Boris Johnson at the Conservative Party Conference  (REUTERS)
Boris Johnson at the Conservative Party Conference (REUTERS)

Boris Johnson can’t stop banging on about wages.

Sunday saw a testy exchange with the BBC’s Andrew Marr over the Prime Minister’s claim that pay packets are rising for the first time in 10 years. This week he argued that labour shortages are just part of the “transition” to a high wage post-Brexit economy. And now Boris is set to unveil a hike in minimum wage.

As ever with Boris, some of the claims are contentious. Covid and Brexit have skewed the numbers on wage growth. Inflation is eating away at rising earnings, meaning many won’t be seeing a real-terms increase. Economists say Boris’s “transition” argument wouldn’t pass muster in most A-level economics classes. As Next boss Lord Wolfson put it eloquently in the Standard this week: “If the problem is that employees are simply not available in sufficient numbers, then cash alone cannot conjure up more people.”

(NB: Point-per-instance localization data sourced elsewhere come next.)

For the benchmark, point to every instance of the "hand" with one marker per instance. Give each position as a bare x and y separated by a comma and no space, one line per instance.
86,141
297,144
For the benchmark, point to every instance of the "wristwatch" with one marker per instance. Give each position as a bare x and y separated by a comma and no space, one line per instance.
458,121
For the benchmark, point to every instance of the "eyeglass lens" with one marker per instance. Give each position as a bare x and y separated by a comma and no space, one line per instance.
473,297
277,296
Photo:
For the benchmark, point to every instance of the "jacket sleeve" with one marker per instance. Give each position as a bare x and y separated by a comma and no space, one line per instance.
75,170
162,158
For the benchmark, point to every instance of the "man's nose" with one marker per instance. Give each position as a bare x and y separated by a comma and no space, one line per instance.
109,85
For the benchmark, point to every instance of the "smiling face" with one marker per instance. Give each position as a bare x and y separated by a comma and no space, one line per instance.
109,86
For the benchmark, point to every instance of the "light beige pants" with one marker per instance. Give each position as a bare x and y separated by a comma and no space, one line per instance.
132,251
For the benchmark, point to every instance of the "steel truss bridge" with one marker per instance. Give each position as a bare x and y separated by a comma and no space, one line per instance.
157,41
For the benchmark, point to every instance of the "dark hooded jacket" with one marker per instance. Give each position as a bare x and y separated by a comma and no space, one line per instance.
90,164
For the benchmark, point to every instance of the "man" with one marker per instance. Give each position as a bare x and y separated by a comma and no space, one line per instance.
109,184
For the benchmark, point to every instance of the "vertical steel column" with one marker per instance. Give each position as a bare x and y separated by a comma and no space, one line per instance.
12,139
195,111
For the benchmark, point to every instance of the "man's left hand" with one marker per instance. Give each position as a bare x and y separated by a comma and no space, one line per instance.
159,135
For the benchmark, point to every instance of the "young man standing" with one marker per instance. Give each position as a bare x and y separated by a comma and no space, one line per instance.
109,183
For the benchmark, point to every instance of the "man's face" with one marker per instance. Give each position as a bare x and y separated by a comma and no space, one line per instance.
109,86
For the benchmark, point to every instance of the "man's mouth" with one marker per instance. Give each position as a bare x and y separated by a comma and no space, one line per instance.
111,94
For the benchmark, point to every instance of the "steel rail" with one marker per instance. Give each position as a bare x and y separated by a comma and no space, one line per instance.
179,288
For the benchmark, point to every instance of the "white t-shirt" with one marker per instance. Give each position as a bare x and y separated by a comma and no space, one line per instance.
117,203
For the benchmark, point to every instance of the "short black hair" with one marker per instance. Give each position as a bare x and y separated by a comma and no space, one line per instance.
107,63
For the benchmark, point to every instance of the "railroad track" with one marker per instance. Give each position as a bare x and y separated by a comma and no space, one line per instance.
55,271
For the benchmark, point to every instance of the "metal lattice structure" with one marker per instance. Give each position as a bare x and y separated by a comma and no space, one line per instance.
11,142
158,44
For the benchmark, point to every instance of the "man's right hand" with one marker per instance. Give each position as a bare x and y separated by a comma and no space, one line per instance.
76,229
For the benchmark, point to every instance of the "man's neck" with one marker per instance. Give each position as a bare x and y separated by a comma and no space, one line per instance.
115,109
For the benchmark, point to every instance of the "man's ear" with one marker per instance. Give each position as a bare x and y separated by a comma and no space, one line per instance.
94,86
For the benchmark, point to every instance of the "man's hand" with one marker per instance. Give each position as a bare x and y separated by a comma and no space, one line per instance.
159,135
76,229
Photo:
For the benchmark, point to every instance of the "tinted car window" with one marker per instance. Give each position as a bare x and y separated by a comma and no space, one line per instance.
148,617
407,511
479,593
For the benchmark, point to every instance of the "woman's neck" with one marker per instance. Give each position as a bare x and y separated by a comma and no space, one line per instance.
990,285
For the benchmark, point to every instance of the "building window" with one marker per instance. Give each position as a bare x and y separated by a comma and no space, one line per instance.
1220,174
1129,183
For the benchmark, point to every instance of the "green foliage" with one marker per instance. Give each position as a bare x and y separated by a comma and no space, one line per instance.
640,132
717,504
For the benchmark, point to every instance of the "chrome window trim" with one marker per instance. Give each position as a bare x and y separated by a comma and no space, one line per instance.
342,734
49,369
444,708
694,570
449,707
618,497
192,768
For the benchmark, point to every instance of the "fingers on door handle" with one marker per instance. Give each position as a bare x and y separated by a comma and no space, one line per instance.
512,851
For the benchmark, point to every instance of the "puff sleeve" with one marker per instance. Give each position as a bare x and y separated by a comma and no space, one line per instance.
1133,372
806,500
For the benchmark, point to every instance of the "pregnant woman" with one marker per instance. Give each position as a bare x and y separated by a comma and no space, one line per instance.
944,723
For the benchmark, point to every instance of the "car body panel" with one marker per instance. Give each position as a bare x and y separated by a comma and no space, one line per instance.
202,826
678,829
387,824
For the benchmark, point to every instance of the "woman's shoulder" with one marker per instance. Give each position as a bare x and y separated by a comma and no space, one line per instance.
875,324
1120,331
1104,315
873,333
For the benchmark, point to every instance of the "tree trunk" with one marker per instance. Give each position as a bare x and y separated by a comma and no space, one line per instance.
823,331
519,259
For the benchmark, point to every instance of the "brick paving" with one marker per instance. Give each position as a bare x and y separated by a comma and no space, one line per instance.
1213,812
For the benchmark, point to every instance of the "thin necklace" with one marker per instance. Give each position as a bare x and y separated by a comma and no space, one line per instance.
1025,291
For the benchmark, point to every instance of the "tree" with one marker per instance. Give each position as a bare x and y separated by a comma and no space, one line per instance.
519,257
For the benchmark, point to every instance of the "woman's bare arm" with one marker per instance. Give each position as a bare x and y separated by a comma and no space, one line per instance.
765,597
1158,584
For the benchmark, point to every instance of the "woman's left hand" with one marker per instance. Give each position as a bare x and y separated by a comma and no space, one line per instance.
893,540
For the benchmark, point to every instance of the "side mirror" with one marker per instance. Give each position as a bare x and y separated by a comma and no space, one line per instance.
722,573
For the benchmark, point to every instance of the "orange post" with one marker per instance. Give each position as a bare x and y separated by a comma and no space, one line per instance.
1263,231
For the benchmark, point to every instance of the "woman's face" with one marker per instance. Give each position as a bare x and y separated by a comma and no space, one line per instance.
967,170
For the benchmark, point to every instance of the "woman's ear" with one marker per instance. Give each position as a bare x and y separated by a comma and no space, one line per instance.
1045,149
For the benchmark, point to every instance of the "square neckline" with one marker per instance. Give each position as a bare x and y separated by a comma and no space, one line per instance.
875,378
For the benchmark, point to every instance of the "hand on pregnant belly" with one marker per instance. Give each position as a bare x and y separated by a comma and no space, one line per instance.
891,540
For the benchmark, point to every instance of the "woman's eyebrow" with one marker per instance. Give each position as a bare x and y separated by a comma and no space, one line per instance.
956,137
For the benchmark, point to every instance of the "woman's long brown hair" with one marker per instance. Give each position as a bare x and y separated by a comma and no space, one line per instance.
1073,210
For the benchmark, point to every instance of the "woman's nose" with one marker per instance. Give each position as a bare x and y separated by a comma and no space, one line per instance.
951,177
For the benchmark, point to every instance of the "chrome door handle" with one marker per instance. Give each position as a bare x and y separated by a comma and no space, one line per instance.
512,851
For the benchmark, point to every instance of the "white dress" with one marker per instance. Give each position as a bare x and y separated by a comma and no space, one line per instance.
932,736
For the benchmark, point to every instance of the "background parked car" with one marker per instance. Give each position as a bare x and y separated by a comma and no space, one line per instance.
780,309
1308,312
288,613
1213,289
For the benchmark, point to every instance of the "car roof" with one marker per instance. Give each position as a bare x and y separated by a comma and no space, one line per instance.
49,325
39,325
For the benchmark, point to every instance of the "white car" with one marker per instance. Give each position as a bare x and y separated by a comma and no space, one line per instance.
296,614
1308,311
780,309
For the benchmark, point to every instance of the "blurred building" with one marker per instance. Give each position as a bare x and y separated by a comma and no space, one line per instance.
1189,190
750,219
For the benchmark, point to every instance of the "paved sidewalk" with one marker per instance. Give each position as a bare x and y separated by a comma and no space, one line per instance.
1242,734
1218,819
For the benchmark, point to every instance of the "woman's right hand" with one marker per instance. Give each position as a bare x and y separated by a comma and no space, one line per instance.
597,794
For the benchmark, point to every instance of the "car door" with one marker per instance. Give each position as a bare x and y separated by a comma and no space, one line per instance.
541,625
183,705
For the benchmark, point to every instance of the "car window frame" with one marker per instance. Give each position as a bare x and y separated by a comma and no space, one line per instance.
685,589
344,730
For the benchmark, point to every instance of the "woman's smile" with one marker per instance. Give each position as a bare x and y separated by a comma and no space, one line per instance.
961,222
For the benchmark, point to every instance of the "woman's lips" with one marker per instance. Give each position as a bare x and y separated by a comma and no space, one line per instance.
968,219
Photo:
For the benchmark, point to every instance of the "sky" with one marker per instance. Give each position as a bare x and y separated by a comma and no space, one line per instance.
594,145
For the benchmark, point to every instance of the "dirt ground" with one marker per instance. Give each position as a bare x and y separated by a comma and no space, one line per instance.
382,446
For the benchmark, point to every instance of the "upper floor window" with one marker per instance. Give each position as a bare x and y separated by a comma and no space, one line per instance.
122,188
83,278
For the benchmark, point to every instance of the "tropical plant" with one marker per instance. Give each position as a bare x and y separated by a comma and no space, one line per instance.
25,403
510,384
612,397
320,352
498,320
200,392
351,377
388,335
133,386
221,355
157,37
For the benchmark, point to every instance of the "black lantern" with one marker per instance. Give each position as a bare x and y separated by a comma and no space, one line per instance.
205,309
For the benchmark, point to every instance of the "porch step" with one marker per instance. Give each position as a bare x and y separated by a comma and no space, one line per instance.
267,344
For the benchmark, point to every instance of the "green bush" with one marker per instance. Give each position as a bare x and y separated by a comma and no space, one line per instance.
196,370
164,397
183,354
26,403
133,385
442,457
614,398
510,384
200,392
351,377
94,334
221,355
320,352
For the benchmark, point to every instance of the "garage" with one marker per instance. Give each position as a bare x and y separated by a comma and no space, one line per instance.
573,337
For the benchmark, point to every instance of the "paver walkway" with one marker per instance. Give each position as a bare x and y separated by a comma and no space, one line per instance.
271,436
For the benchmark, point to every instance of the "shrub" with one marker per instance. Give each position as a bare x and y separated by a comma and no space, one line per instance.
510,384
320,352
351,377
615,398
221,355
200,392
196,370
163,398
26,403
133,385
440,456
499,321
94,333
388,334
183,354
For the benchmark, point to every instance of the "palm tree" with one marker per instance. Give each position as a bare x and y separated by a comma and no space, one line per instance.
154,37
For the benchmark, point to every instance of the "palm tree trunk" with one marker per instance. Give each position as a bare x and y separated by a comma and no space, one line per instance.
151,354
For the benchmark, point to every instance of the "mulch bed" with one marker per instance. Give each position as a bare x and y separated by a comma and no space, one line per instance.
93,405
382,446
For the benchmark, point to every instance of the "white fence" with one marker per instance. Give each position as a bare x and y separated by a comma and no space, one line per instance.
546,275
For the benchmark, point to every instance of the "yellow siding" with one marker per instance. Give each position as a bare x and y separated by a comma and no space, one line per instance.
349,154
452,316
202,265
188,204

We can quibble over the numbers but ultimately what will animate both voters and businesses is simple: do they feel better off? That was the killer question posed by Ronald Reagan in the 1980 US election that helped deliver him the White House. It could have the opposite effect for Boris.

Natural gas prices continue to soar to unheard-of heights, which means bumper energy bills could make pay rises look pitiful. Trade barriers with the EU mean import cost are likely to rise. Domestic alternatives tend to be more expensive or simply non-existent. Good luck sourcing oranges from Kent.

“Governments may take offsetting actions, but there aren’t many policy levers that raise real wages enough to offset Brexit costs, certainly in the short- to medium-term,” analysts at Bank of America write this week.

All of this means rising wages could prove to be nothing more than an illusion. As the saying goes: there are lies, damn lies, and statistics.